SFF, meu amigo, essa frase não existe, é simplesmente impossível, nem o Jerónimo continuaria como secretário-geral se dissesse essa barbaridade.

Fazendo um esforço para compreender a origem desse monumental equívoco só me ocorre a ideia de que, como certamente saberá, os partidos comunistas terem uma génese (e não uma matriz) na social-democracia.
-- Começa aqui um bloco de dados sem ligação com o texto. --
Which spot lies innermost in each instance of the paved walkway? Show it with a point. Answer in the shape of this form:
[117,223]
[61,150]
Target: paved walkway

Na velha social-democracia, bem entendido, a social-democracia dos princípios do século passado.

Não esquecer que o próprio partido comunista russo, antes de adotar esta designação em 1918, se chamava partido operário social-democrata russo (b), referindo-se o b entre parêntesis a bolchevique e remetendo para a ala revolucionária, por contraste com a ala reformista, de uma anterior cisão do posdr.

Como disse, só encontro esta explicação para o mal-entendido.

Se me permite mudar de assunto, e visto que a campanha eleitoral se aproxima do fim, gostaria ainda de recomendar o debate entre os cabeças de listas das principais candidaturas às eleições para o Parlamento Europeu de domingo, que passou ontem na Antena 1:

http://www.rtp.pt/antena1/index.php?t=Debate-com-cabecas-de-lista-as-europeias.rtp&article=7811&visual=11&tm=17&headline=13

Aí se poderá apreciar a coerência, a consistência, a profundidade, o conhecimento, a solidez, o sentido de responsabilidade e a combatividade do representante da força política que é, no nosso país, afinal, a herdeira dessa velha social-democracia de que falávamos agora mesmo, nos tempos em que ela era revolucionária e lutava para romper com e superar o capitalismo: o PCP, que concorre no domingo aliado com os ecologistas "os verdes", na CDU.

Vale a pena ouvir, especialmente a propósito de três grandes constrangimentos que amarram o nosso país ao atraso e ao empobrecimento: a dívida, mais rigorosamente a necessidade de reestruturar em profundidade a dívida pública (nos juros, prazos e montantes); o tratado orçamental, mais rigorosamente a necessidade de recusá-lo e abandoná-lo; o euro, mais rigorosamente a necessidade de sair (responsavelmente, pela esquerda) da moeda única.

Que tenha uma boa reflexão eleitoral.